Here is a summary of our key results on Michaelis-Menten kinetics.

Summary of Michaelis-Menten Kinetics Results

  • \(k_\textrm{cat}\) is the first order rate constant for \(\ce{ES ->[k_\textrm{cat}] E + P}\) with units of 1/sec.

  • \(K_\textrm{M}\) is the MM constant in units of concentration. In the absence of inhibitor, it equals the concentration of substrate that gives half the maximum speed \(V_\textrm{max}\).

  • \(V_\textrm{max} = k_\textrm{cat}E_0\) where \(V_\textrm{max}\) is the maximum achievable speed in the case that all enzyme is bound by substrate, in units of \(\textrm{M}/\textrm{sec}\).

  • The uninhibited MM-kinetics are described by \(v_\textrm{no inhibitor} = \dfrac{ V_\textrm{max} [\textrm{S}] }{ K_\textrm{M} + [\textrm{S}] }\)

  • Inhibitors give distinct kinetic signaturs depending on the mechanism(s) of inhibition.

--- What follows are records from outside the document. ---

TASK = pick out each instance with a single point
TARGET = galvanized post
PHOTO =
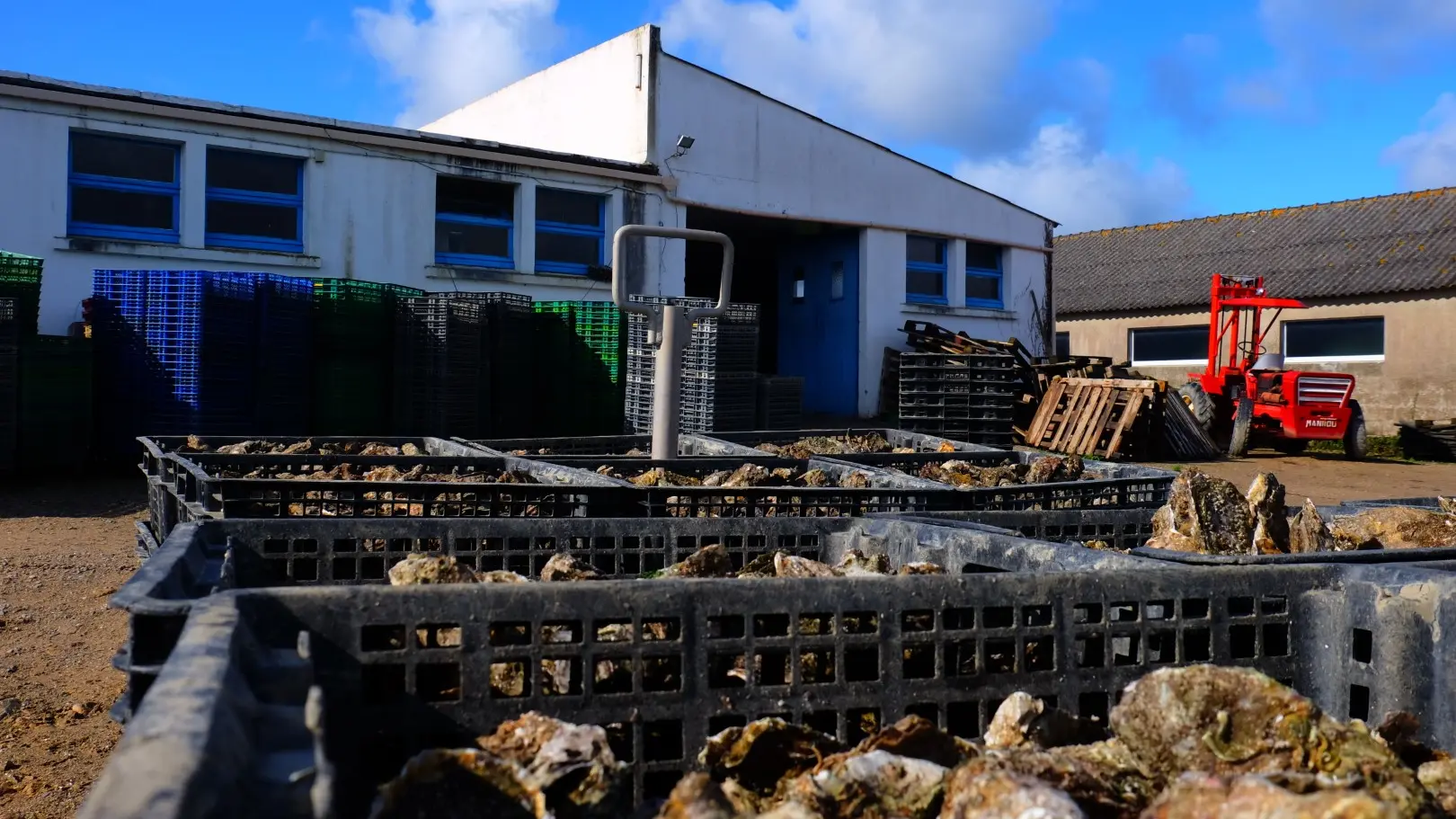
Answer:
(674, 330)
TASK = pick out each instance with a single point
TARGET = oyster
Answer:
(999, 795)
(1395, 528)
(427, 568)
(1230, 722)
(1203, 515)
(1200, 796)
(1265, 499)
(566, 567)
(708, 561)
(1308, 530)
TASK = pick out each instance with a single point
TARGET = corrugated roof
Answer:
(1397, 244)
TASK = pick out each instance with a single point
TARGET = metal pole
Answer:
(676, 319)
(667, 384)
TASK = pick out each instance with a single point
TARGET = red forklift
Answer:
(1247, 398)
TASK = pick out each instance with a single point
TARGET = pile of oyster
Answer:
(1212, 516)
(306, 446)
(422, 568)
(1047, 469)
(417, 473)
(743, 476)
(1183, 743)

  • An irreversible inhibitor binds, typically covalently, to an enzyme to convert it to an inactive form.

  • A competitive inihbitor reversibly blocks binding of substrate to enzyme via \([\textrm{EI}] = \dfrac{ [\textrm{E}][\textrm{I}] }{ K_\textrm{I}}\). The MM kinetics are described by \(v_\textrm{competitive inhibitor} = \dfrac{ V_\textrm{max}[\textrm{S}] }{ K_\textrm{M} \left( 1 + \dfrac{[\textrm{I}]}{K_\textrm{I}} \right) + [\textrm{S}] }\)

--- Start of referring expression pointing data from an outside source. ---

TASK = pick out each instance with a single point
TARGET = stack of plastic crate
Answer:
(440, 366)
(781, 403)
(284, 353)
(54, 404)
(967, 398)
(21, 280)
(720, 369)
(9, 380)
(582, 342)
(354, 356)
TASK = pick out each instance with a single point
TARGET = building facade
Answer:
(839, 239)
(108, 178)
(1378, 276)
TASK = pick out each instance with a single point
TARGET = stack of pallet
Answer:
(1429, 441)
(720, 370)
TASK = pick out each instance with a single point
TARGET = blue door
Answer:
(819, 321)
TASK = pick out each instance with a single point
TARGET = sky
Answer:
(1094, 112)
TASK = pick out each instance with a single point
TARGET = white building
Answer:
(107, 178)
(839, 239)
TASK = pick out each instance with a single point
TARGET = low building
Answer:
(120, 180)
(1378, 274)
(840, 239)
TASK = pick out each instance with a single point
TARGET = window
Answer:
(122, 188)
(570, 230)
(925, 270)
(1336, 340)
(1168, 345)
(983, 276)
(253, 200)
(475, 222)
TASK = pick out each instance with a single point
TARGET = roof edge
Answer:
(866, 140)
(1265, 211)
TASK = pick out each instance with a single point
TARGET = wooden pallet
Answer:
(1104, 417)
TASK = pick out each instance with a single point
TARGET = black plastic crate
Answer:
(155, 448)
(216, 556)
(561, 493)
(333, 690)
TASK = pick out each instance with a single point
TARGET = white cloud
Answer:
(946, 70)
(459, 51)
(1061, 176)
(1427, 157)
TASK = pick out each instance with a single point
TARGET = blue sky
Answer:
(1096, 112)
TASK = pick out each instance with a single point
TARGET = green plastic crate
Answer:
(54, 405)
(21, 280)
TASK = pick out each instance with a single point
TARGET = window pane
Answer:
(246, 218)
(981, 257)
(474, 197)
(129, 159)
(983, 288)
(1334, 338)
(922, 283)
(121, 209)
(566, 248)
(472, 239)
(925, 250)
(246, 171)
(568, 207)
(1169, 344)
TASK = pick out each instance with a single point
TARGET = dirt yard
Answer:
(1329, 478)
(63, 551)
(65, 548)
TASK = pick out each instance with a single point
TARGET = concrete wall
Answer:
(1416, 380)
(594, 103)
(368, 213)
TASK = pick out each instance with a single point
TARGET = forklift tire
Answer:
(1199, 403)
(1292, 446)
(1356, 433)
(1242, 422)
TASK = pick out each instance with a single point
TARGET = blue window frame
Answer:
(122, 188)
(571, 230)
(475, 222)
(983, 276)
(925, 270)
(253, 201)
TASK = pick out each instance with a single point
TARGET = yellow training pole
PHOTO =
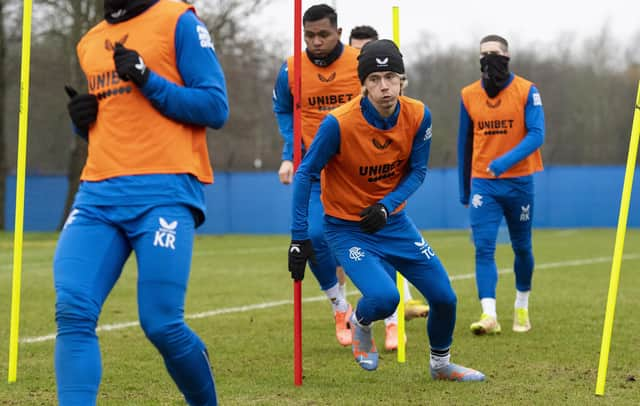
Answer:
(618, 248)
(399, 278)
(20, 181)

  • An uncompetitive inihbitor reversibly blocks conversion of substrate to product via \([\textrm{ESI}] = \dfrac{ [\textrm{ES}][\textrm{I}] }{ K_\textrm{I'}}\). The MM kinetics are described by \(v_\textrm{uncompetitive inhibitor} = \dfrac{ \dfrac{V_\textrm{max} }{ 1 + \dfrac{ [\textrm{I}] }{ K_\textrm{I'} } } [\textrm{S}]}{ \dfrac{ K_\textrm{M} }{ 1 + \dfrac{ [\textrm{I}] }{ K_\textrm{I'} } } + [\textrm{S}] }\)

  • A mixed inhibitor can operate simultaneously as a competitive or an uncompetitive inhibitor. The MM kinetics are described by \(v_\textrm{mixed inhibition} = \dfrac{ V_\textrm{max}[\textrm{S}] }{ K_\textrm{M} \left( 1 + \dfrac{[\textrm{I}]}{K_\textrm{I}} \right) + [\textrm{S}] \left( 1 + \dfrac{ [\textrm{I}] }{ K_\textrm{I'} } \right) }\)

  • Lineweaver-Burk plots are useful for studying enzymes & enzyme inhibitors, and are commonly encountered in the literature, but are not good to use for curve-fitting purposes in a research context.